Terrell - I too am aiming to get through as many Newbery boks as possible. This is my present read and I am thoroughly enjoyin it. I find it fascinating that the older books can still speak to us today despite some of the language of the time. I am certainly learning from these older books.

Heather Rogge said...

I need help understanding Roller Skates. I don't understand the introduction. Did she stay 10 figuratively?

BostonPatriot said...

The book opens as ten-year-old Lucinda "comes back" to a place where, if you remember, she is dressed differently from everyone else, and where the narrator (it's not exactly clear who it is) remembers the girl from many years past. It's been so many years that the narrator doesn't quite remember the people and events that Lucinda mentions. At the same time the narrator says that Lucinda has not changed.
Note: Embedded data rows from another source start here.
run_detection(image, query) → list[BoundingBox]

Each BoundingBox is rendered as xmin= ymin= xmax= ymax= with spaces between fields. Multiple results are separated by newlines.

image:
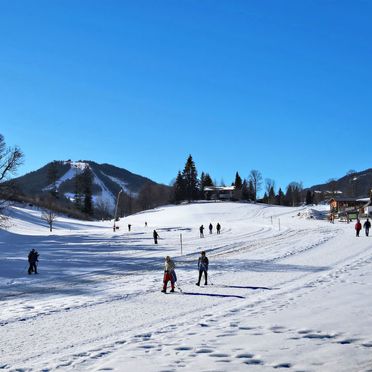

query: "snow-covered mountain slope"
xmin=11 ymin=160 xmax=162 ymax=211
xmin=1 ymin=202 xmax=372 ymax=371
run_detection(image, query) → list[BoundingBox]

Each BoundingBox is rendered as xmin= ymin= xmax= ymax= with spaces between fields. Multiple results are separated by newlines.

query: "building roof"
xmin=204 ymin=186 xmax=235 ymax=192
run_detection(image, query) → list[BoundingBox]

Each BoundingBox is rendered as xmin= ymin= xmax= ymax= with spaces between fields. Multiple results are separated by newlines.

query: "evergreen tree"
xmin=200 ymin=172 xmax=214 ymax=199
xmin=233 ymin=171 xmax=243 ymax=200
xmin=173 ymin=171 xmax=186 ymax=203
xmin=182 ymin=155 xmax=199 ymax=202
xmin=276 ymin=187 xmax=285 ymax=205
xmin=241 ymin=179 xmax=249 ymax=200
xmin=234 ymin=172 xmax=242 ymax=189
xmin=305 ymin=190 xmax=313 ymax=205
xmin=268 ymin=186 xmax=276 ymax=204
xmin=285 ymin=182 xmax=303 ymax=206
xmin=248 ymin=180 xmax=255 ymax=201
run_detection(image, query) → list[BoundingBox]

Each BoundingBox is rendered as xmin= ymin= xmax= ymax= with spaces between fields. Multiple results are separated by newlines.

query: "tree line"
xmin=171 ymin=154 xmax=321 ymax=206
xmin=0 ymin=132 xmax=365 ymax=226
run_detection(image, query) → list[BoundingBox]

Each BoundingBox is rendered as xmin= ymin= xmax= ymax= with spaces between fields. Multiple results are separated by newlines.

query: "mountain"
xmin=12 ymin=160 xmax=163 ymax=212
xmin=307 ymin=168 xmax=372 ymax=198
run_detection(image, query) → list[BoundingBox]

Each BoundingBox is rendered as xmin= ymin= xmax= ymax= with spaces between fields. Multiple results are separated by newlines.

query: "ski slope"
xmin=0 ymin=202 xmax=371 ymax=371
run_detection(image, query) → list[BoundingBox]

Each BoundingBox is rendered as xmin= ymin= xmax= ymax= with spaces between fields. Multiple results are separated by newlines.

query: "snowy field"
xmin=0 ymin=202 xmax=372 ymax=371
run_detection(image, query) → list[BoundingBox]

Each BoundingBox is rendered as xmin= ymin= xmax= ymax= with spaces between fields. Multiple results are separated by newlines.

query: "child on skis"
xmin=162 ymin=256 xmax=176 ymax=293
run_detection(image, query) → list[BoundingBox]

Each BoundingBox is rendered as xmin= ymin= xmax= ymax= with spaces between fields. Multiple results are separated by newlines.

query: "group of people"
xmin=200 ymin=223 xmax=221 ymax=238
xmin=355 ymin=218 xmax=371 ymax=237
xmin=162 ymin=251 xmax=209 ymax=293
xmin=28 ymin=248 xmax=39 ymax=275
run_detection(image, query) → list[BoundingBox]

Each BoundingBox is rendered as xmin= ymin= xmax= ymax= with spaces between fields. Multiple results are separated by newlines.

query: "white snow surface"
xmin=1 ymin=202 xmax=372 ymax=371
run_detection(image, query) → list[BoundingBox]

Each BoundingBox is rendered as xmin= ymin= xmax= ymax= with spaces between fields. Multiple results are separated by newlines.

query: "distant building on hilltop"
xmin=204 ymin=186 xmax=235 ymax=200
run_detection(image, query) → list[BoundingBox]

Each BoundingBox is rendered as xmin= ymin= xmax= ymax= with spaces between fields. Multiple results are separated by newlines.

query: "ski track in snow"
xmin=1 ymin=202 xmax=372 ymax=371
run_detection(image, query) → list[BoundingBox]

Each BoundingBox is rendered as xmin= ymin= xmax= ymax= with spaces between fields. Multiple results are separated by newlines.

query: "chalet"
xmin=329 ymin=197 xmax=369 ymax=217
xmin=204 ymin=186 xmax=235 ymax=200
xmin=364 ymin=199 xmax=372 ymax=217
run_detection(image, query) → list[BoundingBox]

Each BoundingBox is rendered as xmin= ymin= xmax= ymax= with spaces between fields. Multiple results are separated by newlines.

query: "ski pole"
xmin=176 ymin=282 xmax=183 ymax=293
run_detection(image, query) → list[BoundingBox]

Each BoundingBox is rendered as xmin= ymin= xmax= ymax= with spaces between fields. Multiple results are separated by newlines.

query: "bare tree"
xmin=41 ymin=209 xmax=57 ymax=232
xmin=0 ymin=134 xmax=24 ymax=226
xmin=249 ymin=170 xmax=263 ymax=201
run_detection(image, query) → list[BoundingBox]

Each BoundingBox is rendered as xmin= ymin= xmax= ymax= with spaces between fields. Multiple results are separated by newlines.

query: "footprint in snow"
xmin=273 ymin=362 xmax=292 ymax=368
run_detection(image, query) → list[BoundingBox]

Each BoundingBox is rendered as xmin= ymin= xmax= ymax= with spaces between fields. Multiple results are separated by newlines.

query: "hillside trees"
xmin=285 ymin=182 xmax=303 ymax=206
xmin=0 ymin=134 xmax=24 ymax=226
xmin=47 ymin=161 xmax=59 ymax=197
xmin=73 ymin=166 xmax=94 ymax=216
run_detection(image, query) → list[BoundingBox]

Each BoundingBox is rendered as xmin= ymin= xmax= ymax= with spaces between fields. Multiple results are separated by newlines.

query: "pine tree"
xmin=305 ymin=190 xmax=313 ymax=205
xmin=248 ymin=180 xmax=255 ymax=201
xmin=276 ymin=188 xmax=285 ymax=205
xmin=268 ymin=186 xmax=276 ymax=204
xmin=173 ymin=171 xmax=186 ymax=203
xmin=233 ymin=172 xmax=243 ymax=200
xmin=200 ymin=172 xmax=214 ymax=199
xmin=234 ymin=172 xmax=242 ymax=189
xmin=182 ymin=155 xmax=199 ymax=202
xmin=241 ymin=179 xmax=249 ymax=200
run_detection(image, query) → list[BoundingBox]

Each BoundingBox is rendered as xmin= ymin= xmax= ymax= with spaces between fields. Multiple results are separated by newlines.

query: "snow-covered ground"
xmin=1 ymin=202 xmax=371 ymax=371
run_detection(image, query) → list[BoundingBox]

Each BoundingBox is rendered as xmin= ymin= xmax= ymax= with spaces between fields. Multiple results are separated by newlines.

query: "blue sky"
xmin=1 ymin=0 xmax=371 ymax=192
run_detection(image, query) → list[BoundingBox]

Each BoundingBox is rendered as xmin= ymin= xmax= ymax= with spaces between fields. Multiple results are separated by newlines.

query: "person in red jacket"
xmin=355 ymin=219 xmax=362 ymax=237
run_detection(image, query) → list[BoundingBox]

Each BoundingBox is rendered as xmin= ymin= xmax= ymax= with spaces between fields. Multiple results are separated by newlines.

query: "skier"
xmin=162 ymin=256 xmax=176 ymax=293
xmin=363 ymin=218 xmax=371 ymax=237
xmin=196 ymin=251 xmax=209 ymax=286
xmin=199 ymin=225 xmax=204 ymax=238
xmin=153 ymin=229 xmax=159 ymax=244
xmin=145 ymin=221 xmax=148 ymax=227
xmin=355 ymin=219 xmax=362 ymax=237
xmin=209 ymin=223 xmax=213 ymax=234
xmin=216 ymin=222 xmax=221 ymax=234
xmin=128 ymin=224 xmax=131 ymax=232
xmin=28 ymin=248 xmax=39 ymax=275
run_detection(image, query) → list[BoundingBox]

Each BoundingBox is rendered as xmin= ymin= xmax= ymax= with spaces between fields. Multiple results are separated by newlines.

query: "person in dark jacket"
xmin=199 ymin=225 xmax=204 ymax=238
xmin=196 ymin=251 xmax=209 ymax=286
xmin=28 ymin=249 xmax=39 ymax=275
xmin=216 ymin=222 xmax=221 ymax=234
xmin=153 ymin=229 xmax=159 ymax=244
xmin=355 ymin=219 xmax=362 ymax=237
xmin=209 ymin=223 xmax=213 ymax=234
xmin=363 ymin=218 xmax=371 ymax=236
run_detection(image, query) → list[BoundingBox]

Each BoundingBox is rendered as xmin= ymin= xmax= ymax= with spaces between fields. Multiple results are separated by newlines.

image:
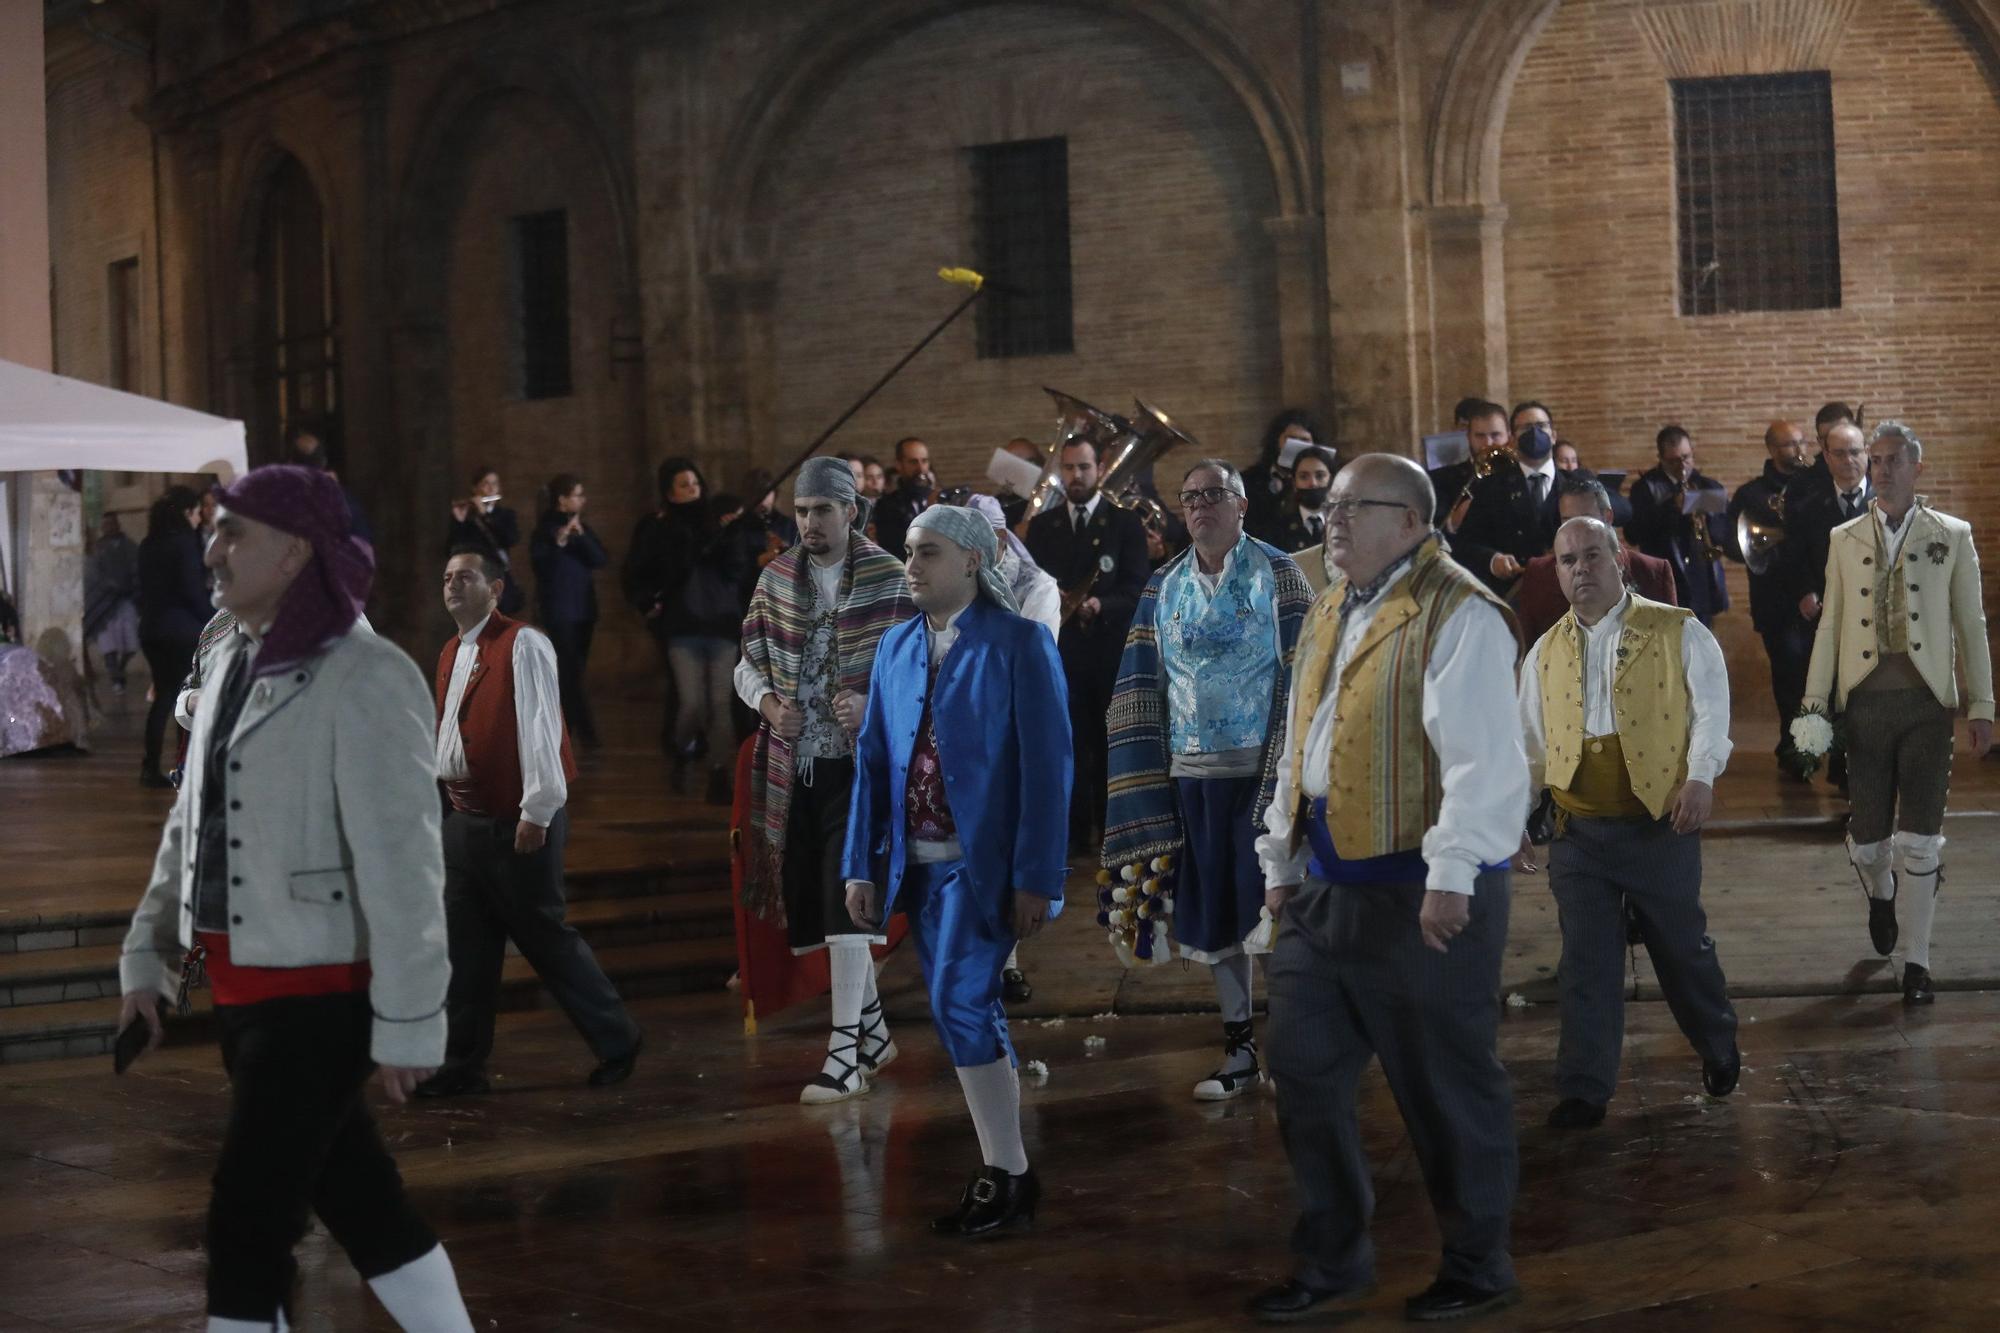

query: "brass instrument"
xmin=1449 ymin=443 xmax=1500 ymax=519
xmin=1045 ymin=392 xmax=1202 ymax=625
xmin=1684 ymin=480 xmax=1727 ymax=565
xmin=1735 ymin=502 xmax=1786 ymax=575
xmin=1024 ymin=389 xmax=1135 ymax=525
Then they opens the old diary that Lucinda is pleased has not been thrown away. The ten-year-old Lucinda has been reincarnated.

If you look to the last chapter it's clear that Lucinda wants to stay ten, and is loathe to return to the life from which she'd been free for a year. The night before she has had a dream she is a seagull (important, because she had decided with her doctor friend that her little friend Trinket had become a seagull upon death, and Lucinda had declared it something she wishes for herself). In the dream she, as a free-flying seagull, meets with the Trinket seagull.

Also in the last chapter Lucinda gets a "blessing" from her Irish hansom cabdriver friend that she remain ten; he says that if they were in Ireland the spell would work. At the very end Lucinda thinks that someone else can have her eleventh birthday, then looks into the "still, placid water" and speaks of the "elegance" of not growing up. She'll tell only three of her friends, and come back every spring as a ten-year-old, "never any older." Dark stuff.